In Chapter Eight, “Government and Family Planning Now and in the Future,” after outlining the assumptions, assertions and errors of the population control movement, Kasun believes that nevertheless, “It would seem that the cause of population control is gathering steam.” She concludes, “Only a radical repudiation of the philosophy of social planning could reverse this trend. And the disavowal must be total—encompassing the religious, political, social, and economic traditions and values. It must renounce the nineteenth-century dogmas that deny to human life its divine creation and divine purpose. It must challenge the faith that human beings, when duly enlightened and led, can create paradise on earth either by technological ‘progress’ or by going ‘back to Nature.’ It must reject the modern view of the individual and society, in which the individual is ‘meaningful’ only insofar as he ‘contributes’ to the society, as judged by the leaders.

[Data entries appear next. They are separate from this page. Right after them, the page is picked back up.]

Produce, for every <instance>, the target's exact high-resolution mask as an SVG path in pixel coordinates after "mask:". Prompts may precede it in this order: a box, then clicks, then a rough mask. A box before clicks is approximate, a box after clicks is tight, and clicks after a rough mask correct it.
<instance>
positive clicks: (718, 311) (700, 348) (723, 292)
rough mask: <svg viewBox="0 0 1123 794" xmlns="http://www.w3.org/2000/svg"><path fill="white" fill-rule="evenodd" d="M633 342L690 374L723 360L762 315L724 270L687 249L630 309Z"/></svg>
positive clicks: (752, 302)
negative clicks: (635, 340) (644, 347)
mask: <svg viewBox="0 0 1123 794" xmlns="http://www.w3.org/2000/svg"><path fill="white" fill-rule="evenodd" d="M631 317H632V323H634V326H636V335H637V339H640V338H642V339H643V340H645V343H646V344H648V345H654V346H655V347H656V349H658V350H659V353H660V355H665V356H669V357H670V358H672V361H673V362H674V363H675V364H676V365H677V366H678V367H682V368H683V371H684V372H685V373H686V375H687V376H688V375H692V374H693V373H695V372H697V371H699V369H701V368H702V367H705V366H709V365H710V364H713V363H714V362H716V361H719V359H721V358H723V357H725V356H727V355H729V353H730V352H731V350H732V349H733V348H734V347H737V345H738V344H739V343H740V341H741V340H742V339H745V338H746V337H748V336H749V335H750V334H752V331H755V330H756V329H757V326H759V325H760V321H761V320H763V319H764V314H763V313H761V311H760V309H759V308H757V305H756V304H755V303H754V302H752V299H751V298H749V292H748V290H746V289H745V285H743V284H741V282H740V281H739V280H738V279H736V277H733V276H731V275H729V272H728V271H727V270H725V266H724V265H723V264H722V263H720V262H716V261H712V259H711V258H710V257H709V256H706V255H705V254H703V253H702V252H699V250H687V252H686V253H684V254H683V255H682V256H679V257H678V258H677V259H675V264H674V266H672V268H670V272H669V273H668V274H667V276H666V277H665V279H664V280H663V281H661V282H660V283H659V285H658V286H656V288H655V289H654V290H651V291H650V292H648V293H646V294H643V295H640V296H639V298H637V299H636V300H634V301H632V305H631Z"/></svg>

It must eradicate the autocratic presumption that an elite leadership can know an individual’s interests better than he can know them himself. It must overturn the notion that a selfless bureaucracy is infallible in correcting the ‘abuses’ of the private sector. And it must renounce the belief that the highest good is reached in physical perfection and sensual pleasure. Above all, it must reject the dogma that denies an absolute, unchanging good, understood and honored by all, and substitutes a progression of changing values adapted to the ‘needs’ of the day by a social clique. It must reject the fallacious notion that although there are no fixed standards of the good and bad, an enlightened leadership can discern the way to a better life.”
And so this struggle continues to the present day. Ironically, both due the efforts of the population control movement and the social forces of modernization, the United States’ and the world’s real problem is population decline, not a population explosion. In his 2013 book, What to Expect When No One’s Expecting: America’s Coming Demographic Disaster, Jonathan V. Last points out that Paul Ehrlich’s 1968 book The Population Bomb, was not only “totally and completely wrong” in its dire predictions, but that it was released “at the exact moment when the very opposite of his prediction was unfolding: Fertility rates in America and across the world had been declining gradually for decades, but beginning in 1968 they sank like a stone.”